Sunday, March 25, 2018

SPLASHes in Wikidata

Mass spectrum from the OSDB (see also this post).
A bit over a year ago I added EPA CompTox Dashboard IDs to Wikidata. Considering that an entry in that database means that likely is something known about the adverse properties of that compound, the identifier can be used as proxy for that. Better, once the EPA team starts supporting RDF with a SPARQL end point, we will be able to do some cool federated queries.

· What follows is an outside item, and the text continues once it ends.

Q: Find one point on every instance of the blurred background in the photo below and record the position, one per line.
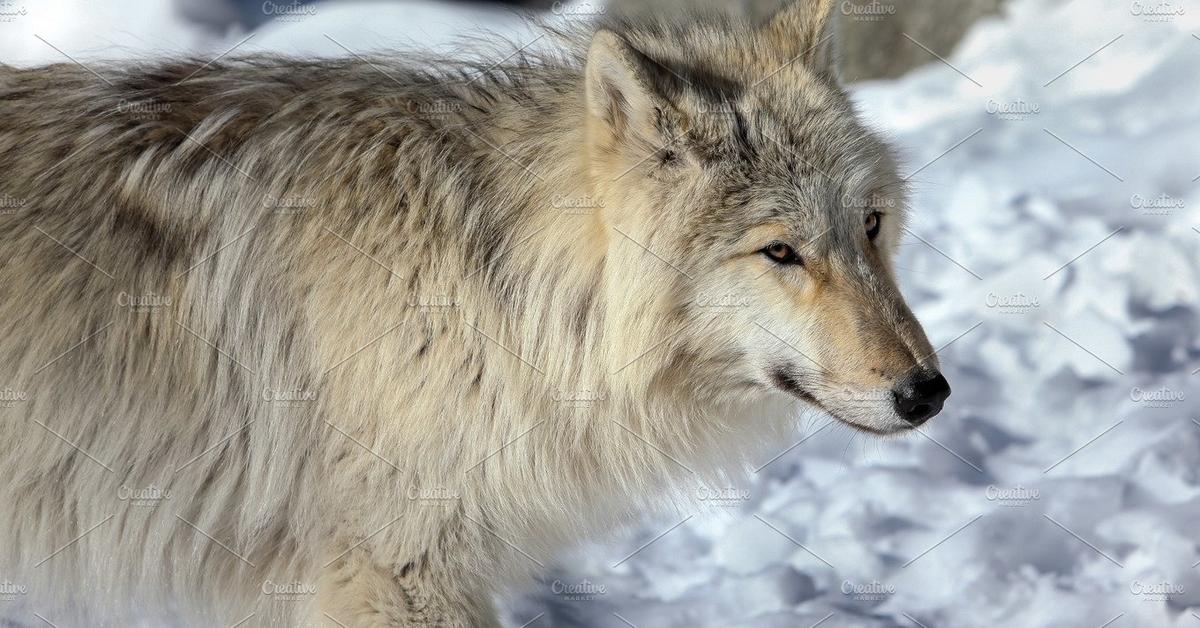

For metabolomics the availability of mass spectra is of interest for metabolite identification. A while ago the SPLASH was introduced (doi:10.1038/nbt.3689), and adopted by several databases around the world. After the recent metabolomics winterschool it became apparent that this is now enough adopted to be used in Wikidata. So, I proposed a new SPLASH Wikidata property, which was approved last week (see P4964). The MassBank of North America (MoNA; Fiehn's lab) team made available a mapping the links the InChI for the compounds with SPLASH identifiers for spectra for that compound, as CCZero.

So, over the weekend I pushed some 37 thousand SPLASHes into Wikidata :)

This is for about 4800 compounds.

Yes, technically, I used the same Bioclipse script approach as with the CompTox identifiers, resulting in QuickStatements. Next up is SPLASHs from the Chalk's aforementioned OSDB.